Obama's problem tonight was the same thing that's beginning to make a lot of people wonder: Is there anything beneath the commanding presence and the sparkling rhetoric of "change"? When Brian Williams wound up to what he clearly thought was the defining question of the night--what would you do if two American cities were hit by Al Qaeda?--Obama appeared to panic so badly that he lost the ability to hear what was being asked. The shell is handsome and it shimmers with freshness, much the way Edwards's did in 2004. But hold it up to your ear, as we all did tonight, and thus far there's nothing but the hollow echo of the sea roaring back beautifully.

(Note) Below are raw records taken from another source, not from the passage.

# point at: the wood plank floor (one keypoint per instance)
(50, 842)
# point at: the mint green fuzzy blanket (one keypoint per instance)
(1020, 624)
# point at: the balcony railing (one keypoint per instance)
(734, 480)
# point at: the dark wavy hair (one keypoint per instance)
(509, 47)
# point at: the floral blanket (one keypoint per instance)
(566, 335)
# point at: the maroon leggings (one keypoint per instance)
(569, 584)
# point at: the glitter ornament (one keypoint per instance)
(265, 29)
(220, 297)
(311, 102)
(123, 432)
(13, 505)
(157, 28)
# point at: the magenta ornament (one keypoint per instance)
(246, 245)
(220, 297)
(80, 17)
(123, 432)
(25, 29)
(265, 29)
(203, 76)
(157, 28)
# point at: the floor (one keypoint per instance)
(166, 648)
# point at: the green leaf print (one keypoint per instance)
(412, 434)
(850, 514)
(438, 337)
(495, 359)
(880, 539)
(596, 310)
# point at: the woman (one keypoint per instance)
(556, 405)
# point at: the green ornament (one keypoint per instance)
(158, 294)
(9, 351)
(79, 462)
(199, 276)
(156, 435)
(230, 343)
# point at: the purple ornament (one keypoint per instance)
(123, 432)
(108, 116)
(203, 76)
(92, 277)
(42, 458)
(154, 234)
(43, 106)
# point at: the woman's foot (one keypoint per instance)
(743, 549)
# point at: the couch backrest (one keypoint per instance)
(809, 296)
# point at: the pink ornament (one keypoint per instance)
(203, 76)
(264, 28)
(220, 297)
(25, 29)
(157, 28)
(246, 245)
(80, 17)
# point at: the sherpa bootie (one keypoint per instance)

The bigger problem for Obama, heading down the road, is that he does not appear to have a populist streak even half an inch wide. And we are steaming toward an election that will, particularly in the South, be defined by two issues: Iraq, of course, along with the slow-burning economic catastrophe that is finally beginning to hit home in a conscious and frightening way with working-class and middle-class Americans. As I've talked to black and white and Hispanic Southerners these past six weeks, Iraq has always been the first subject that has come up--and with a level of anger, frustration and passion that was rarely matched on that stage in Orangeburg tonight, except perhaps when Gravel quite convincingly pronounced himself "frightened" by the wishy-washiness of some of his fellow candidates on the issue. But folks already knew, before these festivities, that their best bet to end the Iraq disaster lies with the Democrats.
Nope, he's no populist. I don't even think he's much to the left of Harold Ford, Jr.